I understand I need flat bar road shifters as the mtb ones have a different pull ratio. So I propose the Shimano R770 flat bar shifters. From their spec, it says I must use the R770 front mech. Is this the best option, or can I put an Ultegra front mech on? I'm sure I've seen different mechs being coupled with the R770 shifters. (The Bad Boy is set up with bottom pull front mech already, so this seems like a blessing).

The other concern is that with the rear mech, cassette and crank. Which, if any, other drivetrain components have to be matched with the same model/manufacturer, for best shifting performance?

And my last and possibly noobest question... will a 10speed cassette actually fit on the standard Bad Boy c700 disc hub, and within the frame? It's an 8 speed cassette on there at the moment (the Bad Boy 1 has a 9 speed cassette). Will the overall width of the cassette be the same but with a closer ratio, is it a case of just swapping it out or removing spacers?

I'd like to put a standard double ten speed crank on there, possibbly a compact, unsure yet. Hopefully someone can enlighten me on these points, or tell me if it's even doable.

Thanks


----------



## BrutalWang (Oct 14, 2012)

I think I've found some answers to my questions. Sorry if I'm asking things which may have been addressed many times before.

As I understand it you can upgrade from an 8speed cassette to a 10speed, you need to add a 1mm spacer, I think.

And I also found this on tinterweb: For touring I have a Cannondale Ultra Bad boy with the following setup: Shimano 10 speed flat bar shifters, 10 speed Ultegra Derailleur, 10 speed Ultegra Cassette (12-25) and Ultegra chain. On the front I have a 9 speed Tuvativ tripple (22-36-48) with a Shimano derailleur.
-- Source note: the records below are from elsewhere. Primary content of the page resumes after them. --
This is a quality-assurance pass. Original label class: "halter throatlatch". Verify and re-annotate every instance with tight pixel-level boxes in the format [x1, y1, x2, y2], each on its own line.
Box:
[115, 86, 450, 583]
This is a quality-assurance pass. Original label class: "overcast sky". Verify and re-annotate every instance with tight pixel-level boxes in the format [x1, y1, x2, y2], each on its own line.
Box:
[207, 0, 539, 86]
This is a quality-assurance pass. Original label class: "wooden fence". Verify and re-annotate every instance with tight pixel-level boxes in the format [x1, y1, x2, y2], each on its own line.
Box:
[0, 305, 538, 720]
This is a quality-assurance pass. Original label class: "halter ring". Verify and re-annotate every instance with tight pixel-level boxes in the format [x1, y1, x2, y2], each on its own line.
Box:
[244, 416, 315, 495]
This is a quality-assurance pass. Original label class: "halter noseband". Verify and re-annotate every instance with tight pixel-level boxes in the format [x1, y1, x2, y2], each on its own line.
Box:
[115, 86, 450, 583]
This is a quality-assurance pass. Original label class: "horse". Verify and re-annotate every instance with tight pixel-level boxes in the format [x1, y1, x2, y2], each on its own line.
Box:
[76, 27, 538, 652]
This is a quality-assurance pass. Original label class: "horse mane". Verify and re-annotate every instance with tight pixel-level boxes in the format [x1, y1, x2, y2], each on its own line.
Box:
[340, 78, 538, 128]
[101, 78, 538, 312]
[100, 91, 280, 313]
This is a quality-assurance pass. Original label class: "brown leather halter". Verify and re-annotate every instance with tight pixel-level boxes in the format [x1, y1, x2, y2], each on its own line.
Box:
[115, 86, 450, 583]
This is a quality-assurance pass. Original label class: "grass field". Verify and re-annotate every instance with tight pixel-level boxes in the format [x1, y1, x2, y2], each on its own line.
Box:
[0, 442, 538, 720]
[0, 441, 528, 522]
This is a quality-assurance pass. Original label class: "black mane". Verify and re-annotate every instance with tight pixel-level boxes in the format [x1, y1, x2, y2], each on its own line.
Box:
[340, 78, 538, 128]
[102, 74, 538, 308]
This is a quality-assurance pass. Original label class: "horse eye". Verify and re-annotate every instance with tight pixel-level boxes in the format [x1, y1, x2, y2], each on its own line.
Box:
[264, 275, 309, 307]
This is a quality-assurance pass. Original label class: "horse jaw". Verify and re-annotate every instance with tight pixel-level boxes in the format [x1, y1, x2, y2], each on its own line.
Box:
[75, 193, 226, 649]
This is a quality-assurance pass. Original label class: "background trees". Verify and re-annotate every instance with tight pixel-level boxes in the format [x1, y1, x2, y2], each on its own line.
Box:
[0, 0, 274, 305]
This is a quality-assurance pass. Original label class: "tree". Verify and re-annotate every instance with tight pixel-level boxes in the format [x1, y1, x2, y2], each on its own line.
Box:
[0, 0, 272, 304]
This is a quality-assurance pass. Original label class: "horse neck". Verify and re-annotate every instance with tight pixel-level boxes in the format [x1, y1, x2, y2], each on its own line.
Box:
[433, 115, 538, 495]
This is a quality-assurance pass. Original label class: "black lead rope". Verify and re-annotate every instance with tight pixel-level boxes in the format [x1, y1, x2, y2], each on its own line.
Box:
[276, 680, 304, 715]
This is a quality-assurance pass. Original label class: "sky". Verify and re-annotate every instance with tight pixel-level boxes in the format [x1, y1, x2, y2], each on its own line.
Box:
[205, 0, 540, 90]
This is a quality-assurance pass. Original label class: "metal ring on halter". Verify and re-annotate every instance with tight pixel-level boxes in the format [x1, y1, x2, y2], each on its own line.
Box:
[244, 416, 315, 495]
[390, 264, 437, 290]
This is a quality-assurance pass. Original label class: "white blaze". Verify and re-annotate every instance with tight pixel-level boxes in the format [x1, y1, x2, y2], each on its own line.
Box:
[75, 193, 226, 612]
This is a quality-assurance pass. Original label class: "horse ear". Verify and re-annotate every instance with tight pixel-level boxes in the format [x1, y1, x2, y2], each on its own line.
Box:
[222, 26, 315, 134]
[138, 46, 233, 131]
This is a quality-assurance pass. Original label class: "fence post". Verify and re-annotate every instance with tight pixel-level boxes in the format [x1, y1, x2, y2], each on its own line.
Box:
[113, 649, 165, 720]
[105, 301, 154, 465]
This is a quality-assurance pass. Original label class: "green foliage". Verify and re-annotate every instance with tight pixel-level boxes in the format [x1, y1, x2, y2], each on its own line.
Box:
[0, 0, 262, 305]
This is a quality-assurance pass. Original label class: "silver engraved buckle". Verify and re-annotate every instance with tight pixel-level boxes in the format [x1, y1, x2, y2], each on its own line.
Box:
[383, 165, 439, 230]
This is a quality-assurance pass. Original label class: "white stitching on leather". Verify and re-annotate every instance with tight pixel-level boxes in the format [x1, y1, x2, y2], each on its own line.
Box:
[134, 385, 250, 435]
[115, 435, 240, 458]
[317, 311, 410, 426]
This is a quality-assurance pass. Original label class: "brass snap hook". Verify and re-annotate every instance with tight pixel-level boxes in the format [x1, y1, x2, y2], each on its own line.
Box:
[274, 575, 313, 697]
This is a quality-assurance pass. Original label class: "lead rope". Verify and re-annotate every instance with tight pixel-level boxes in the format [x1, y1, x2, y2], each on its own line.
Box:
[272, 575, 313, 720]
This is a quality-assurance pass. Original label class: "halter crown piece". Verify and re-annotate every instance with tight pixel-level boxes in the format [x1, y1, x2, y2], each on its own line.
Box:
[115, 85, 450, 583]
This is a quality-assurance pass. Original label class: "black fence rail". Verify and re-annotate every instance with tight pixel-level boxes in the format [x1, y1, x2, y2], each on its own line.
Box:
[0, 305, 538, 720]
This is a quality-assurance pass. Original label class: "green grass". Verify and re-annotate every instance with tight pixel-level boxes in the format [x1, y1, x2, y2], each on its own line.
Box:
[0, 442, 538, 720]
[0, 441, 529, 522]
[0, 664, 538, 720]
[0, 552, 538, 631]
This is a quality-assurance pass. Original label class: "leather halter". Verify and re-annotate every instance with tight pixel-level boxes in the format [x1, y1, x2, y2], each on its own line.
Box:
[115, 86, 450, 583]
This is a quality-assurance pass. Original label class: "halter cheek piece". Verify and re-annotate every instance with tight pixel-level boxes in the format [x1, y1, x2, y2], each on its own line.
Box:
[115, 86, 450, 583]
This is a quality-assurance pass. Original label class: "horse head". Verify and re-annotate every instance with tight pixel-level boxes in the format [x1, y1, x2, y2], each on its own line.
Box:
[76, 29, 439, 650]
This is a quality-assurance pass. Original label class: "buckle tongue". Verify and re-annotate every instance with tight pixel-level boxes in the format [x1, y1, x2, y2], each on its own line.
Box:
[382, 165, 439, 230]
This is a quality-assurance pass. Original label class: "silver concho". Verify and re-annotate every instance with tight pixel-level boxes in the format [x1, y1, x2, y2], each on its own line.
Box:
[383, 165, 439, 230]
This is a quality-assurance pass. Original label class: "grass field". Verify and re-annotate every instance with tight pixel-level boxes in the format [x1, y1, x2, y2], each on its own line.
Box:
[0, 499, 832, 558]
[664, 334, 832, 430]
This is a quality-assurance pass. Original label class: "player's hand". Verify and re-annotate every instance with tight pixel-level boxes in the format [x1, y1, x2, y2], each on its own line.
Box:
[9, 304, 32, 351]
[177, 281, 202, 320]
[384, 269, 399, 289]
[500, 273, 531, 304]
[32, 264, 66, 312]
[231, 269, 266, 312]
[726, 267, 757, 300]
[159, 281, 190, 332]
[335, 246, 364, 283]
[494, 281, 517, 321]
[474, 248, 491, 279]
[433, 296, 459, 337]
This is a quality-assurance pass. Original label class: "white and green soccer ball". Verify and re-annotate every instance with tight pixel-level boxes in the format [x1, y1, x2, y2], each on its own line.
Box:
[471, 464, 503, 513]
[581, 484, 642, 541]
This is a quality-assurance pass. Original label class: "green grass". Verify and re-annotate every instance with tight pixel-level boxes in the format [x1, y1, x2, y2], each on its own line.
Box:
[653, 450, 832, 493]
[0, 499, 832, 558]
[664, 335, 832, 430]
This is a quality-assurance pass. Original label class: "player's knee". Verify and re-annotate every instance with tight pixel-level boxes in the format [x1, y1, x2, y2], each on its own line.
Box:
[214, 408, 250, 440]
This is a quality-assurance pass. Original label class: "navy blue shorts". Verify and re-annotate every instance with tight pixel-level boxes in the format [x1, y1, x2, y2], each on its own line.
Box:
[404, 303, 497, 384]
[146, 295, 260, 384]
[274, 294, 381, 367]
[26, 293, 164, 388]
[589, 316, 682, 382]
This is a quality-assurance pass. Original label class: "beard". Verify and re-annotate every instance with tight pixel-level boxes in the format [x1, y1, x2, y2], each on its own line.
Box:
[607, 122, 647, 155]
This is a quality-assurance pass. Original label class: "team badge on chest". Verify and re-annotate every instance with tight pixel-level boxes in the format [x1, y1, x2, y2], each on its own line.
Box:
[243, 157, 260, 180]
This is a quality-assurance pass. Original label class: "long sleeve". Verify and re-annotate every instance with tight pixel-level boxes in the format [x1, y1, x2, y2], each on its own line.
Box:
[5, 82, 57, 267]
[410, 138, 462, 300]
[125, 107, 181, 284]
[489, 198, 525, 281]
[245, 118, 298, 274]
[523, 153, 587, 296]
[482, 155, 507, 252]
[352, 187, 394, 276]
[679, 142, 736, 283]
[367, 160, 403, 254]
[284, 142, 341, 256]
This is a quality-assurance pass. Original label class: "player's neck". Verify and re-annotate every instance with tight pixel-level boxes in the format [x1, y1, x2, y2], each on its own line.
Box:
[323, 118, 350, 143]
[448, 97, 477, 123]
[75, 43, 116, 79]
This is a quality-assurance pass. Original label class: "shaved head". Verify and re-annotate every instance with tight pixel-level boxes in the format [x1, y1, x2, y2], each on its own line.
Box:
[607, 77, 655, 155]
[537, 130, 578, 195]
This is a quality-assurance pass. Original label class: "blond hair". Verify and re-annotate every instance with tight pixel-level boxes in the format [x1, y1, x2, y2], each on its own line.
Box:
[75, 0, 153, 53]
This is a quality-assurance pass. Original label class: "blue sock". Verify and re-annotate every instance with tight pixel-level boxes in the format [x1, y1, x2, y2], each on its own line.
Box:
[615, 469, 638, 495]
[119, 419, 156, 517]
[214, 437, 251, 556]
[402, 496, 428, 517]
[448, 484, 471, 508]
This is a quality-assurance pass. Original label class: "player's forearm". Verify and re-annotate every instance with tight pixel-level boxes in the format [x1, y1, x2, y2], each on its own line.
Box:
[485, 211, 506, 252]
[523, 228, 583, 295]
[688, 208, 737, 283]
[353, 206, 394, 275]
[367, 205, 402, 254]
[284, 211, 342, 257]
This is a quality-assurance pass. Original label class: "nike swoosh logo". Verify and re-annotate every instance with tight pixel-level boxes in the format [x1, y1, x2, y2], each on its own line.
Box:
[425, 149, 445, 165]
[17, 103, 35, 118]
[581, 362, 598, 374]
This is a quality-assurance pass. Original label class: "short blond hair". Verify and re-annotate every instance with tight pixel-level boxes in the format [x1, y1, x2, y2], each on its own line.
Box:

So I guess a 10sp cassette will fit, and clear the frame. Unless this guy has different wheels/hub, if that makes a difference. Meh. still not confident this is gonna work. Or is my brain over complicating things.


----------



## AndrwSwitch (May 28, 2009)

Um.

I think your brain is overcomplicating things, FWIW, but what are you trying to do? From the post, it sounds like you want to take a flat bar bike with a functional MTB drivetrain and put on a flat bar road drivetrain. Is that correct? Why are you doing it? What are you hoping to gain? I suspect that whatever it is you want to do, as long as it involves staying with flat handlebars, there's an easier way...


----------



## BrutalWang (Oct 14, 2012)

I just want to customize it, optimize it for road use, get my hands dirty, and learn bike mechanics. I never use the smallest ring at the front, I climb hills half way up the second ring. I'd also like a little more top end. I'm basically trying to create a road bike that looks like a mountain bike. As this is the background I come from and style I like most. I'd also like some better components on it, as the Bad Boy 9 components are recreational at best. Judging by the lack of responses it looks like I'm asking in the wrong place anyway.


----------



## AndrwSwitch (May 28, 2009)

OK, I read two specifics in your post.

1) You feel that the lowest ring is useless to you.
2) You'd like to have a taller highest gear.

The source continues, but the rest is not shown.